April 05, 2012

Data validation

Validation of data in forms and on the server side is principally a tricky thing. HTML provide us with more validation schemes for input field and systems like JQuery can provide through its JQuery Validation plugin structure more functions for validations and make it easier.  The bottom line is this: how to you ensure that you validate correctly on the client and server side. Optimally you should only define your validation in one place and reuse that validation method one the server and client. Also, optimally, that validation definitions should be separate from your application code and be tested by unit tests to ensure that you have a correct validation.

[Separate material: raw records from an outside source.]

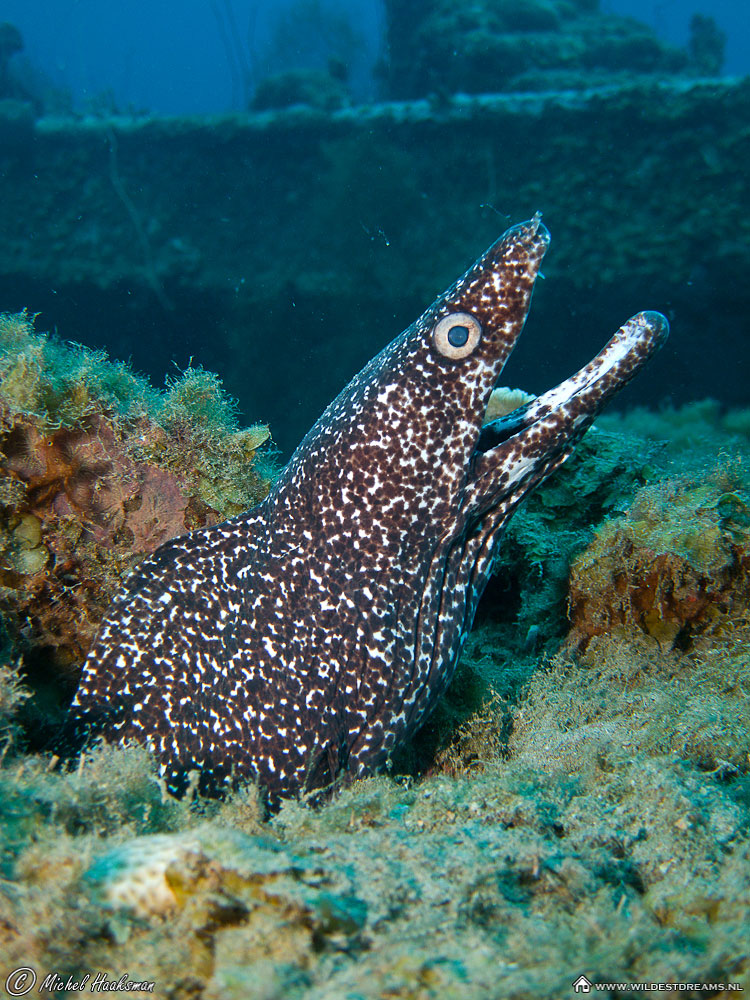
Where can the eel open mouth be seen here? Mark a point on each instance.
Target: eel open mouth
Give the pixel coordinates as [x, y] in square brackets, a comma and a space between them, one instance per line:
[575, 402]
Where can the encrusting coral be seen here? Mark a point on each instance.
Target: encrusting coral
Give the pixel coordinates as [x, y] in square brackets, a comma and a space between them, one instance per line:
[676, 564]
[588, 806]
[97, 469]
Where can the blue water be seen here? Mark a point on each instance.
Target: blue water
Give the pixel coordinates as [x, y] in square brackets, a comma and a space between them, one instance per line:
[202, 56]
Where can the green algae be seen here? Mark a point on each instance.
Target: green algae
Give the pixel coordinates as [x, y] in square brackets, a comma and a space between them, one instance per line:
[588, 809]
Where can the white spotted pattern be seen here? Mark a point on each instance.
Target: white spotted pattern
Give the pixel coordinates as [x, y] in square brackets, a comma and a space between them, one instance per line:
[313, 634]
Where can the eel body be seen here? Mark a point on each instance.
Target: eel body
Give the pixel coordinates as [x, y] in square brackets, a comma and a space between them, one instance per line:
[313, 634]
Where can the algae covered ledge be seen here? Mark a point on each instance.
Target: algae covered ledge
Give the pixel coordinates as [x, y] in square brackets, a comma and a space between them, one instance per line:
[579, 803]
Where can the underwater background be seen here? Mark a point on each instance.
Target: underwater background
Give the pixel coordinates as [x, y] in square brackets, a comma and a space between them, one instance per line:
[213, 214]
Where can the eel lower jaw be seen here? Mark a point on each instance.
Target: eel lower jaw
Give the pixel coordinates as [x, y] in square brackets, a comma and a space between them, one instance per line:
[579, 398]
[520, 450]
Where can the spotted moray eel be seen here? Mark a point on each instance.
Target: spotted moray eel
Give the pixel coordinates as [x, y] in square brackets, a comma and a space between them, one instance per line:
[311, 636]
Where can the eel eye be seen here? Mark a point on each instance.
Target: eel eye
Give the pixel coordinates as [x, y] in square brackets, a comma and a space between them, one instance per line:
[457, 335]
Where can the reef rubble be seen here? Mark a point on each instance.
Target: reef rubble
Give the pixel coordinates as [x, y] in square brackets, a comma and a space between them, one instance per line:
[580, 803]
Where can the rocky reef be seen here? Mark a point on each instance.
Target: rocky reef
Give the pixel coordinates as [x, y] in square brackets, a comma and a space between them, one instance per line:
[439, 47]
[96, 470]
[579, 803]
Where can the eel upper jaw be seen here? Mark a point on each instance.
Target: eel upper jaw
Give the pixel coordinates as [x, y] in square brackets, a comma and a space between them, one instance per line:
[517, 452]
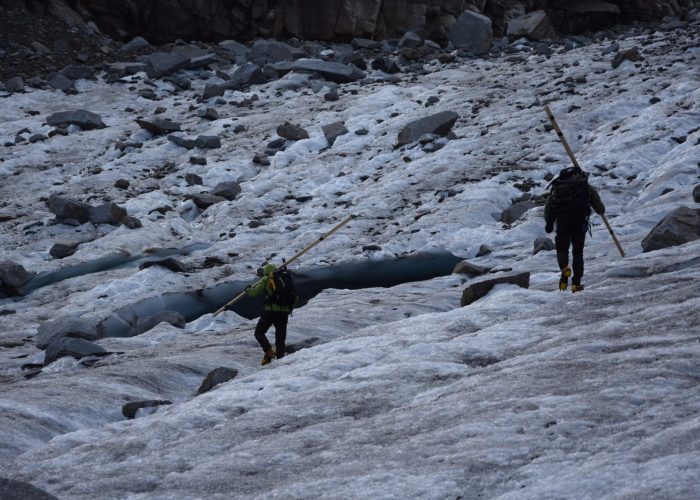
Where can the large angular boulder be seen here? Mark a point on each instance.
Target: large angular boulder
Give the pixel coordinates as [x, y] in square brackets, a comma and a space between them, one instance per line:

On the client side it is perhaps not critical, since validation is in place to ensure that users enter correct data and understand what data to input. The speed with which feedback is given can help users understand forms and minimize the amount of instruction needed. HTML5 also easily provide you with more input types for standard data types such as e-mail and phone numbers.

On the server side we validate to ensure that correct data is entered but also to protect against attacks and things like SQL injections. It is very easy to find yourself in a position to use regular expressions to define the validation. for that.  no corrupt data enter the system many validation systems end up using regular expressions which are easy to define by googling and copy/pasting but not easy to verify and also difficult to protect from accidental change.  It is not easy to verify that a regular expression has not been tampered with just by looking at it.

Isolating regular expressions in the code and writing test cases to validate your regular expressions is central to protecting your service in the long term. These expressions could then be reused on the client side which provide many good functions for doing the validation but the validation rule needs to be protected from accidental change.